Ming Li, Xirui Li, Tianyi Zhou

2026-02-18

Does Socialization Emerge in AI Agent Society? A Case Study of Moltbook

Summary

This paper investigates whether groups of AI agents, interacting in a simulated online world called Moltbook, develop social patterns similar to those seen in human societies.

What's the problem?

As AI agents become more common online, it's unclear if they'll naturally form complex social structures like humans do. Specifically, the researchers wanted to know if these AI societies would become uniform in their thinking and behavior, or if they would maintain diversity and develop lasting relationships and influence networks.

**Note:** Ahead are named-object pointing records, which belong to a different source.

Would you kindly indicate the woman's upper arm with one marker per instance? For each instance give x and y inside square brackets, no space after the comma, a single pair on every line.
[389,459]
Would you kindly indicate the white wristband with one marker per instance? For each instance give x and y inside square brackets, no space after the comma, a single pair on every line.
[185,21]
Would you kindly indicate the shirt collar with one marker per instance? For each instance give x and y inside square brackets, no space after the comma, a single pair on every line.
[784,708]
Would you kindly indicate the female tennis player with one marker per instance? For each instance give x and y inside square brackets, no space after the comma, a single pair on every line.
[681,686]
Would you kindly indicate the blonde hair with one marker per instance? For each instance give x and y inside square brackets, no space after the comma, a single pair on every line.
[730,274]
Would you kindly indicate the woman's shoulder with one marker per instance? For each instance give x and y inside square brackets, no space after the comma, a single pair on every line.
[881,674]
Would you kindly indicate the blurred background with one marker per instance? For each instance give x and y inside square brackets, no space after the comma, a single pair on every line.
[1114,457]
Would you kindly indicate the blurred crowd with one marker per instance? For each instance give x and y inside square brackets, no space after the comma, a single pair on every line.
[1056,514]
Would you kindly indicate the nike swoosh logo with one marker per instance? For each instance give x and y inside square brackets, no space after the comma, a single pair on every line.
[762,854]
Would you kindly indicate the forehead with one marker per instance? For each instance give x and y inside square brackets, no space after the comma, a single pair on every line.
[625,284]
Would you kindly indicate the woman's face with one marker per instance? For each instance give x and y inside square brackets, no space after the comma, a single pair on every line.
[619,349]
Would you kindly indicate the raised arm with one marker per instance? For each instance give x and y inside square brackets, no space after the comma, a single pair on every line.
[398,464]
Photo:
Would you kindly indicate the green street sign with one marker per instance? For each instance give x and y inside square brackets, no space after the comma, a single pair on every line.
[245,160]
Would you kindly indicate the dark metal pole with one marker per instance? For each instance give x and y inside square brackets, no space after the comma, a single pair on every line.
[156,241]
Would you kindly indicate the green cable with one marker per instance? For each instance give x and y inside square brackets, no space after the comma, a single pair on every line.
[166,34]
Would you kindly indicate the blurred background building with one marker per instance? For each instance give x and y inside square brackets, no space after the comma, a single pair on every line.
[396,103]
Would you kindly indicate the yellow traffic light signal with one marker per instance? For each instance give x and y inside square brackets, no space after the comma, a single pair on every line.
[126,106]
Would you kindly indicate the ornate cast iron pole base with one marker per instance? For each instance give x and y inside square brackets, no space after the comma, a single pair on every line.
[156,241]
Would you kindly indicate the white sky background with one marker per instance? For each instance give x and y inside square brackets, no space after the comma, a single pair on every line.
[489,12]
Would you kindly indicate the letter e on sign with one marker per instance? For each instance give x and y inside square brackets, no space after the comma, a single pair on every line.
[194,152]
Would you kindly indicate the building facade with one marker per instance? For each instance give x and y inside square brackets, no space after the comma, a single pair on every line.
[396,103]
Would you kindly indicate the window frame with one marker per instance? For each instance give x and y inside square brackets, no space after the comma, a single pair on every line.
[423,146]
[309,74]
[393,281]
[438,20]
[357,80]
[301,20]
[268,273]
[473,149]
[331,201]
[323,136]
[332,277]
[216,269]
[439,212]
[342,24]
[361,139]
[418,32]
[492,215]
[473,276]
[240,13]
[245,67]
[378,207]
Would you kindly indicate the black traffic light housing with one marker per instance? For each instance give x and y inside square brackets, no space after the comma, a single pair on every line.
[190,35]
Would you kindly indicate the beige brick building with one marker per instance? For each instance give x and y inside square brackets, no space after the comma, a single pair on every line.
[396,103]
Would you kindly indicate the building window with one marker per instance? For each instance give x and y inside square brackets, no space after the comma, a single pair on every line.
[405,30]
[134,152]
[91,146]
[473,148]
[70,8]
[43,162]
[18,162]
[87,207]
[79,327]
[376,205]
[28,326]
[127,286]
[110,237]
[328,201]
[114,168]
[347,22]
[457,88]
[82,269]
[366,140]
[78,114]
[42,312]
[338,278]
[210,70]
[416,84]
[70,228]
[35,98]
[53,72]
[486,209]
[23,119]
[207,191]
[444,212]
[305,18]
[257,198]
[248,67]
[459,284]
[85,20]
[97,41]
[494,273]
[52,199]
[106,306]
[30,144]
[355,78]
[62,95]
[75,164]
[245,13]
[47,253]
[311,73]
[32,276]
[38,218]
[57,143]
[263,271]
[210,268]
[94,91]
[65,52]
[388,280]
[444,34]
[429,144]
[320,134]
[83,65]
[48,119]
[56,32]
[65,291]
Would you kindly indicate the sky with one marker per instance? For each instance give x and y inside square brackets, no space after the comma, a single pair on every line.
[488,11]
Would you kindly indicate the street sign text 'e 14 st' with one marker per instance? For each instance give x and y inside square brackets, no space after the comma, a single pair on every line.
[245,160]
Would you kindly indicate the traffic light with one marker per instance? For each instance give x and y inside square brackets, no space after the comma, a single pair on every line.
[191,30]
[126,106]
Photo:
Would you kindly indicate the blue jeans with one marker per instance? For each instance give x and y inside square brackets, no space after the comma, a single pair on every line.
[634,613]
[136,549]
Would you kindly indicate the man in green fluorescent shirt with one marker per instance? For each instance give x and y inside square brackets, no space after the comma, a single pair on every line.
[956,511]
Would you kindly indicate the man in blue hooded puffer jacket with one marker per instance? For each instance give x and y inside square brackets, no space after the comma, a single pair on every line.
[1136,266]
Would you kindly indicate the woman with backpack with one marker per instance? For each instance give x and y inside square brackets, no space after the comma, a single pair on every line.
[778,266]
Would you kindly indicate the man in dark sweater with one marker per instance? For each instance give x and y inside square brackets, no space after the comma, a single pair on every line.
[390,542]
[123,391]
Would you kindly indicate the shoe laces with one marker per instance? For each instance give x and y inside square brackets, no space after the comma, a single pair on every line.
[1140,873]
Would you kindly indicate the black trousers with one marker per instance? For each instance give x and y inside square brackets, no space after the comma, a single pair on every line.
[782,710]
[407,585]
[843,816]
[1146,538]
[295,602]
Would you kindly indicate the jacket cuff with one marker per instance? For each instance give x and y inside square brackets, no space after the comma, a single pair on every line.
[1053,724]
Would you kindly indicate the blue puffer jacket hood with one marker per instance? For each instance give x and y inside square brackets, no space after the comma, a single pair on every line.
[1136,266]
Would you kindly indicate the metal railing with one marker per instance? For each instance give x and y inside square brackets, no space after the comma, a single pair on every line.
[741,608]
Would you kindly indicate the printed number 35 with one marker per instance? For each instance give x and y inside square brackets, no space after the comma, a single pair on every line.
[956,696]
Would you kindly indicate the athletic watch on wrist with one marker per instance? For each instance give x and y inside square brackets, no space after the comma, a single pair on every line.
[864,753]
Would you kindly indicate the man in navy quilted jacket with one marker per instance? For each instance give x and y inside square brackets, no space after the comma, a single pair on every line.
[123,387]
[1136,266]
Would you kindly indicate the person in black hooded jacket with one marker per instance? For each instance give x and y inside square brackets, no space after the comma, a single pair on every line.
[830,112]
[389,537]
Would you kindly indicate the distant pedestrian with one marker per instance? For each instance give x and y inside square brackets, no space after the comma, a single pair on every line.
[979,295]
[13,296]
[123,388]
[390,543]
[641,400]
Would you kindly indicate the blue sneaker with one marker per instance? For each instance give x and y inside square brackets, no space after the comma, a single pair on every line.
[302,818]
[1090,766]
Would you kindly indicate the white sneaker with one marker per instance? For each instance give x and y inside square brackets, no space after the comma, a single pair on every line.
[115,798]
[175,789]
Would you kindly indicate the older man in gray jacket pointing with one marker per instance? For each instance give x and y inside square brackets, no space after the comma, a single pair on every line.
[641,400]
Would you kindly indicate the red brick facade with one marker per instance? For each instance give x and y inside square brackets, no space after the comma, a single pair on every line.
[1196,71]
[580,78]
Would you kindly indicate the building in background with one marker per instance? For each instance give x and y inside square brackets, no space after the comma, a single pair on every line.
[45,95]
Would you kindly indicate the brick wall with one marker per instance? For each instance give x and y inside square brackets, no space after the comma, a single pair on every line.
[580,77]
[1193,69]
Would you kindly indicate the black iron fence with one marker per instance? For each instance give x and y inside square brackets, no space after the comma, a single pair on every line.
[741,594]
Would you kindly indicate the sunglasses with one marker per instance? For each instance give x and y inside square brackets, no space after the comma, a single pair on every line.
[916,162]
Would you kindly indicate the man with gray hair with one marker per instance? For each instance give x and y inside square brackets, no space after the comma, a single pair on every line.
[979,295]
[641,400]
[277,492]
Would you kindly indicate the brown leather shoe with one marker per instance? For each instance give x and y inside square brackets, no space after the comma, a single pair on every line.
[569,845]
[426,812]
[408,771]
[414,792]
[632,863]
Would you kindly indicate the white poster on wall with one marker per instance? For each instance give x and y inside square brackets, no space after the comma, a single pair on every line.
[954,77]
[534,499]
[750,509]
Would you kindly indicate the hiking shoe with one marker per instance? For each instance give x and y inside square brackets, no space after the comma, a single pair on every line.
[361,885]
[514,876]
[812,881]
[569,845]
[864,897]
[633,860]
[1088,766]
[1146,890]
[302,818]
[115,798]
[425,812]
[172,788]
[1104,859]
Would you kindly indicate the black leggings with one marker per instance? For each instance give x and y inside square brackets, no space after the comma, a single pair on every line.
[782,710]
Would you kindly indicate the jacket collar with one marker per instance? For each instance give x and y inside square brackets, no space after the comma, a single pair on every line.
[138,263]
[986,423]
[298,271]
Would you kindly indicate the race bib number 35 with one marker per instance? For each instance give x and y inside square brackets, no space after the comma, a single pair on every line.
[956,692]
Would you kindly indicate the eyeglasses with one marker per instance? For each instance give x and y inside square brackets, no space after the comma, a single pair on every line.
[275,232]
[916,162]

They were trying to figure out if simply having a lot of agents interacting is enough to create a real 'society'.

What's the solution?

The researchers created a way to measure different aspects of the AI society in Moltbook over time. They looked at how stable the overall meaning of what agents said was, how often agents changed the words they used, how consistent individual agents were in their own communication, how long influence lasted, and whether the agents reached a shared understanding. They then analyzed a large amount of data from Moltbook to see how these factors changed.

Why it matters?

The findings show that even with many agents interacting, the AI society didn't really 'socialize'. While the general topics discussed stabilized, individual agents remained very different and didn't adapt to each other. This means that just scaling up the number of AI agents and letting them interact isn't enough to create a functioning society. This research provides important guidelines for designing future AI systems that *can* form meaningful social connections and structures.

Abstract

As large language model agents increasingly populate networked environments, a fundamental question arises: do artificial intelligence (AI) agent societies undergo convergence dynamics similar to human social systems? Lately, Moltbook approximates a plausible future scenario in which autonomous agents participate in an open-ended, continuously evolving online society. We present the first large-scale systemic diagnosis of this AI agent society. Beyond static observation, we introduce a quantitative diagnostic framework for dynamic evolution in AI agent societies, measuring semantic stabilization, lexical turnover, individual inertia, influence persistence, and collective consensus. Our analysis reveals a system in dynamic balance in Moltbook: while global semantic averages stabilize rapidly, individual agents retain high diversity and persistent lexical turnover, defying homogenization. However, agents exhibit strong individual inertia and minimal adaptive response to interaction partners, preventing mutual influence and consensus. Consequently, influence remains transient with no persistent supernodes, and the society fails to develop stable collective influence anchors due to the absence of shared social memory. These findings demonstrate that scale and interaction density alone are insufficient to induce socialization, providing actionable design and analysis principles for upcoming next-generation AI agent societies.